Week4

Week4

Lecture 4.1: Parallel Computation Patterns - Reduction

Partition and Summarize

A commonly used strategy for processing large input data sets
- There is no required order of processing elements in a data set (associative 结合 and commutative 可交换)
  - associative: (A*B)*C = A*(B*C)
  - commutative: a+b = b+a
- Partition the data set into smaller chunks
- Have each thread to process a chunk
- Use a reduction tree to summarize the results from each chunk into the final answer
Google and Hadoop MapReduce frameworks support this strategy
We will focus on the reduction tree step for now.

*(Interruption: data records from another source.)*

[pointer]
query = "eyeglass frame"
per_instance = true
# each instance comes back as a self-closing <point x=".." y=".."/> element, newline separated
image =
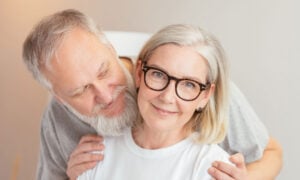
<point x="146" y="68"/>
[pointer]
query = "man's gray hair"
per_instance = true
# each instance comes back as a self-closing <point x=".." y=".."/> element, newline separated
<point x="41" y="44"/>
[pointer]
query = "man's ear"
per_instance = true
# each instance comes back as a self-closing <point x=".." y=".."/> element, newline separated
<point x="128" y="63"/>
<point x="138" y="73"/>
<point x="206" y="95"/>
<point x="59" y="99"/>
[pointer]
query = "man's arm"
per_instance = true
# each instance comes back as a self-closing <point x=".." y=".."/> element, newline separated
<point x="268" y="167"/>
<point x="50" y="165"/>
<point x="82" y="158"/>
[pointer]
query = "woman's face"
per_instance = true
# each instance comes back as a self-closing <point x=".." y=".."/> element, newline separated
<point x="164" y="110"/>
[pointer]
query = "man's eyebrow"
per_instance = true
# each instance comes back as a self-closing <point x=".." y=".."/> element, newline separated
<point x="102" y="68"/>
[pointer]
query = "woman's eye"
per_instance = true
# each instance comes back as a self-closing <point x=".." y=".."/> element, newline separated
<point x="190" y="84"/>
<point x="157" y="74"/>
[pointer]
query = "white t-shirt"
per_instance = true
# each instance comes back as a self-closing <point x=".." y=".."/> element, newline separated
<point x="125" y="160"/>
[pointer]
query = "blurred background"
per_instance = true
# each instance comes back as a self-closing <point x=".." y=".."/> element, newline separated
<point x="261" y="39"/>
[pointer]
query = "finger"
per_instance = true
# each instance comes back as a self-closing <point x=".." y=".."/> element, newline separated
<point x="218" y="175"/>
<point x="84" y="159"/>
<point x="87" y="147"/>
<point x="224" y="167"/>
<point x="90" y="138"/>
<point x="238" y="160"/>
<point x="75" y="171"/>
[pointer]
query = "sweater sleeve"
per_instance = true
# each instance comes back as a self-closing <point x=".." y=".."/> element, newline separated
<point x="51" y="164"/>
<point x="246" y="133"/>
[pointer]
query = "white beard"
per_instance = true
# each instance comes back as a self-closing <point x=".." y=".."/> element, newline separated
<point x="113" y="126"/>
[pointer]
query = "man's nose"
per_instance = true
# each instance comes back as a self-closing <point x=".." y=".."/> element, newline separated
<point x="103" y="93"/>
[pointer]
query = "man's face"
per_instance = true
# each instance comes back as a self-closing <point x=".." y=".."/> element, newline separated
<point x="86" y="75"/>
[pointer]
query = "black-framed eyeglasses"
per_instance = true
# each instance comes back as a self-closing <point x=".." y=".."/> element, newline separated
<point x="158" y="80"/>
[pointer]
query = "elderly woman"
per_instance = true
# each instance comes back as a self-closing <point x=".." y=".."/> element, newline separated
<point x="182" y="82"/>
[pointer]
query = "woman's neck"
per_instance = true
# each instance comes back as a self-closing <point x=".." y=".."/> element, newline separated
<point x="153" y="139"/>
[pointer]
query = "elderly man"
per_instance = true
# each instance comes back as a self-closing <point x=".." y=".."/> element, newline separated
<point x="92" y="90"/>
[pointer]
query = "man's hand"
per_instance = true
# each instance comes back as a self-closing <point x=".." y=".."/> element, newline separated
<point x="82" y="157"/>
<point x="224" y="171"/>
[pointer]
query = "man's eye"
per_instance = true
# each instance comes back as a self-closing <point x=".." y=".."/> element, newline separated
<point x="82" y="91"/>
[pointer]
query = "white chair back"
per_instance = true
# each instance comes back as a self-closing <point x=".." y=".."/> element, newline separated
<point x="127" y="43"/>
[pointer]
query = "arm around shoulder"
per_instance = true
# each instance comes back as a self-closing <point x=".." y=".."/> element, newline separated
<point x="269" y="166"/>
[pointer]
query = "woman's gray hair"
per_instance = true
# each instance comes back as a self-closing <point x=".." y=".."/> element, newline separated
<point x="41" y="44"/>
<point x="212" y="122"/>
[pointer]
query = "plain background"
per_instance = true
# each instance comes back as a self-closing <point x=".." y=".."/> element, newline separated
<point x="261" y="39"/>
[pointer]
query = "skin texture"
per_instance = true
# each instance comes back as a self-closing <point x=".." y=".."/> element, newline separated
<point x="85" y="73"/>
<point x="164" y="113"/>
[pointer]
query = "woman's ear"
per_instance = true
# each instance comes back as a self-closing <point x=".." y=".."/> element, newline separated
<point x="206" y="95"/>
<point x="138" y="73"/>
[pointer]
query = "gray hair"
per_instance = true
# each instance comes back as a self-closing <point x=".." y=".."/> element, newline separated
<point x="41" y="44"/>
<point x="212" y="122"/>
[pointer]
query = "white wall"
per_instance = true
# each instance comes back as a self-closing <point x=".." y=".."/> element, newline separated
<point x="261" y="40"/>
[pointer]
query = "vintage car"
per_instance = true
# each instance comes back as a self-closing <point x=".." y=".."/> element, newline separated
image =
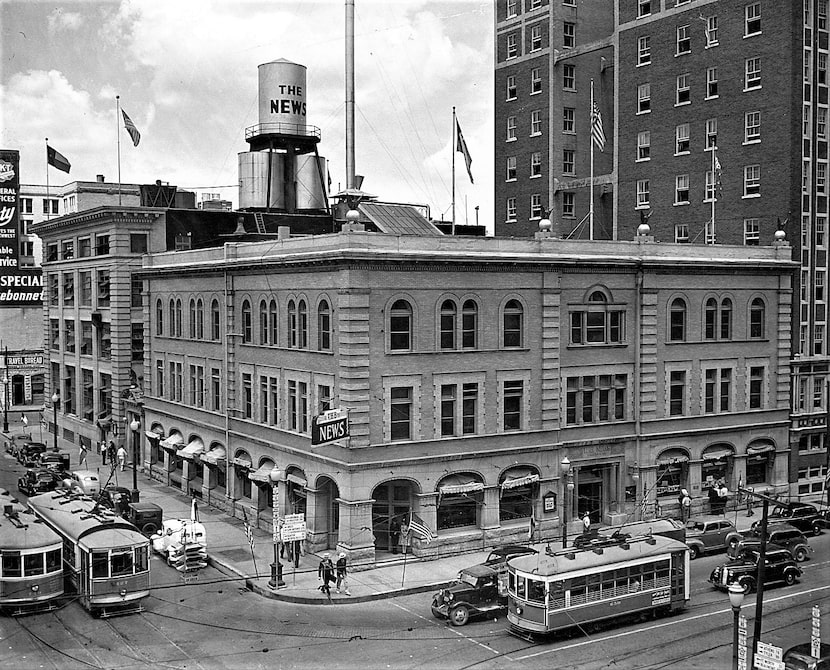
<point x="479" y="589"/>
<point x="704" y="536"/>
<point x="779" y="567"/>
<point x="38" y="480"/>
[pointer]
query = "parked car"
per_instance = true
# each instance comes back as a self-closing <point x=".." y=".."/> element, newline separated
<point x="807" y="518"/>
<point x="704" y="536"/>
<point x="782" y="535"/>
<point x="478" y="589"/>
<point x="800" y="657"/>
<point x="779" y="567"/>
<point x="38" y="480"/>
<point x="85" y="480"/>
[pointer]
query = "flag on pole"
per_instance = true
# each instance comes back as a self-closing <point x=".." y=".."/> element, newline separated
<point x="418" y="528"/>
<point x="597" y="133"/>
<point x="131" y="129"/>
<point x="461" y="146"/>
<point x="57" y="160"/>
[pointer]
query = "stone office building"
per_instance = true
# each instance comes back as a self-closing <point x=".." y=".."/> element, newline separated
<point x="470" y="369"/>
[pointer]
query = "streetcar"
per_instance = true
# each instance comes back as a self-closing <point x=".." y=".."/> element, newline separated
<point x="31" y="571"/>
<point x="106" y="559"/>
<point x="573" y="587"/>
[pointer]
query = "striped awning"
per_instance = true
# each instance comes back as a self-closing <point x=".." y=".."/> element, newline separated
<point x="172" y="442"/>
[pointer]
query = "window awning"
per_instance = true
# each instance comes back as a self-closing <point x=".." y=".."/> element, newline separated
<point x="172" y="442"/>
<point x="717" y="451"/>
<point x="262" y="473"/>
<point x="215" y="455"/>
<point x="459" y="484"/>
<point x="192" y="450"/>
<point x="672" y="457"/>
<point x="519" y="477"/>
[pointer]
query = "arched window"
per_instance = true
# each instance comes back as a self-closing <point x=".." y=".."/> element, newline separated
<point x="512" y="324"/>
<point x="274" y="320"/>
<point x="247" y="326"/>
<point x="469" y="325"/>
<point x="323" y="326"/>
<point x="292" y="324"/>
<point x="200" y="319"/>
<point x="191" y="318"/>
<point x="726" y="319"/>
<point x="400" y="326"/>
<point x="178" y="317"/>
<point x="710" y="318"/>
<point x="757" y="318"/>
<point x="263" y="322"/>
<point x="447" y="325"/>
<point x="215" y="321"/>
<point x="159" y="317"/>
<point x="302" y="325"/>
<point x="677" y="320"/>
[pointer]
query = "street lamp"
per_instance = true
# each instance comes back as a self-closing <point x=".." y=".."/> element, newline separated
<point x="55" y="400"/>
<point x="736" y="598"/>
<point x="569" y="487"/>
<point x="134" y="426"/>
<point x="276" y="476"/>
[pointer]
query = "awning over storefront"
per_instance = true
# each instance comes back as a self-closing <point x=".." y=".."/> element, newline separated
<point x="459" y="484"/>
<point x="262" y="473"/>
<point x="215" y="456"/>
<point x="172" y="442"/>
<point x="717" y="451"/>
<point x="672" y="457"/>
<point x="192" y="450"/>
<point x="519" y="477"/>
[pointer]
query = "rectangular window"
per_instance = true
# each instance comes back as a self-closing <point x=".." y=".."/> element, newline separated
<point x="644" y="145"/>
<point x="684" y="41"/>
<point x="681" y="189"/>
<point x="683" y="91"/>
<point x="569" y="77"/>
<point x="752" y="73"/>
<point x="644" y="50"/>
<point x="643" y="98"/>
<point x="752" y="180"/>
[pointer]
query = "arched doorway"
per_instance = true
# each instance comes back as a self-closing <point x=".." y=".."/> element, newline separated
<point x="391" y="506"/>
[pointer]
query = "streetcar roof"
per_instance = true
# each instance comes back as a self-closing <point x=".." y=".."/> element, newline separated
<point x="82" y="520"/>
<point x="580" y="560"/>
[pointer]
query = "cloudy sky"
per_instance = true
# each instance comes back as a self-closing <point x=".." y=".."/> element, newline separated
<point x="186" y="71"/>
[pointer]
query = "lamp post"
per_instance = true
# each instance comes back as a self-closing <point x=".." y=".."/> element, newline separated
<point x="276" y="476"/>
<point x="134" y="426"/>
<point x="569" y="485"/>
<point x="736" y="598"/>
<point x="55" y="400"/>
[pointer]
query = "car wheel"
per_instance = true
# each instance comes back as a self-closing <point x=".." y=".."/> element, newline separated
<point x="459" y="615"/>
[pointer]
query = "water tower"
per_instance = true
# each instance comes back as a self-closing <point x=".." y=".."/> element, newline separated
<point x="282" y="172"/>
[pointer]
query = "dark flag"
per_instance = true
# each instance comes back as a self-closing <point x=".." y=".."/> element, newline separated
<point x="57" y="160"/>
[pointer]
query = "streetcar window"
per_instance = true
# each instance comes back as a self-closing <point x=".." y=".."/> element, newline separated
<point x="121" y="562"/>
<point x="140" y="559"/>
<point x="100" y="564"/>
<point x="12" y="565"/>
<point x="53" y="560"/>
<point x="33" y="564"/>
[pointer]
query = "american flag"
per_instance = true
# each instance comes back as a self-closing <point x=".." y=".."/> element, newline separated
<point x="597" y="133"/>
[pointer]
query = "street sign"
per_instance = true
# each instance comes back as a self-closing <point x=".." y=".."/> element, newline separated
<point x="330" y="426"/>
<point x="293" y="528"/>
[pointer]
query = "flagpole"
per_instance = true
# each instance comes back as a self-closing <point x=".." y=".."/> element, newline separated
<point x="454" y="148"/>
<point x="591" y="183"/>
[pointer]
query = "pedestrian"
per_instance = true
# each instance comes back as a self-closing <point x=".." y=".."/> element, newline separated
<point x="325" y="572"/>
<point x="121" y="454"/>
<point x="341" y="574"/>
<point x="394" y="534"/>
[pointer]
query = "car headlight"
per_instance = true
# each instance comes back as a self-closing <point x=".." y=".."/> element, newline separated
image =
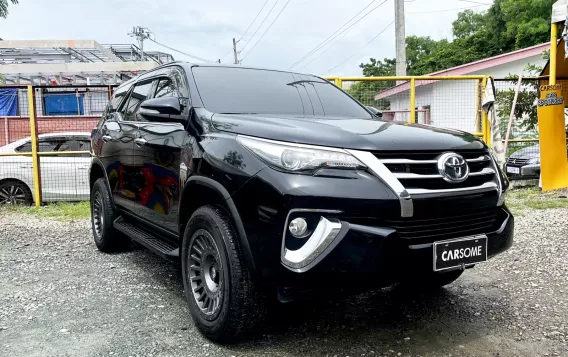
<point x="297" y="157"/>
<point x="534" y="161"/>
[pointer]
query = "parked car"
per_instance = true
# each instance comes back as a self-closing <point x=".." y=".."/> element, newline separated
<point x="524" y="164"/>
<point x="269" y="183"/>
<point x="63" y="177"/>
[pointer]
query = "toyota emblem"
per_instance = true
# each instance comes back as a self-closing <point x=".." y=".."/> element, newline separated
<point x="453" y="167"/>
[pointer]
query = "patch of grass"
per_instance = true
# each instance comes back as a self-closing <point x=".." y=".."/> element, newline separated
<point x="63" y="211"/>
<point x="547" y="203"/>
<point x="524" y="193"/>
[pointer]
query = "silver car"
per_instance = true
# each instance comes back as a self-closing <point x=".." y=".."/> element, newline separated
<point x="64" y="177"/>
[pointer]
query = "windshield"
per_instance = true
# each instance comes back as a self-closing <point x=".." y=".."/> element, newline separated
<point x="253" y="91"/>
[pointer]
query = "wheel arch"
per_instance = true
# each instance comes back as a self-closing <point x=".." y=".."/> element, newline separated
<point x="200" y="191"/>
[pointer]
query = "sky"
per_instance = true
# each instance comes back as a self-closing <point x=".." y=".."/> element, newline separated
<point x="206" y="28"/>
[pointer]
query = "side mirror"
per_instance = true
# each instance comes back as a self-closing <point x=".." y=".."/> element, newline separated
<point x="374" y="111"/>
<point x="163" y="106"/>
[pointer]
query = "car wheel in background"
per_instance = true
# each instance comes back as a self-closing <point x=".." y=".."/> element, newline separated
<point x="221" y="295"/>
<point x="14" y="192"/>
<point x="103" y="215"/>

Reduction enables other techniques

Reduction is also needed to clean up after some commonly used parallelizing transformations
Privatization
- Multiple threads write into an output location
- Replicate the output location into many locations so that each thread has a private output location
- Use a reduction tree to combine the values of private locations into the original output location

What is a reduction computation?

Mathmatically a reduction is a computation that summarize a set of input values into one value using a “reduction operation”
- Max
- Min
- Sum
- Product
- all those operators are both associative and commutative , so that's we can use reduction.
Often with user defined reduction operation function as long as the operation
- Is associative and commutative
- Has a well-defined identity value (e.g., 0 for sum)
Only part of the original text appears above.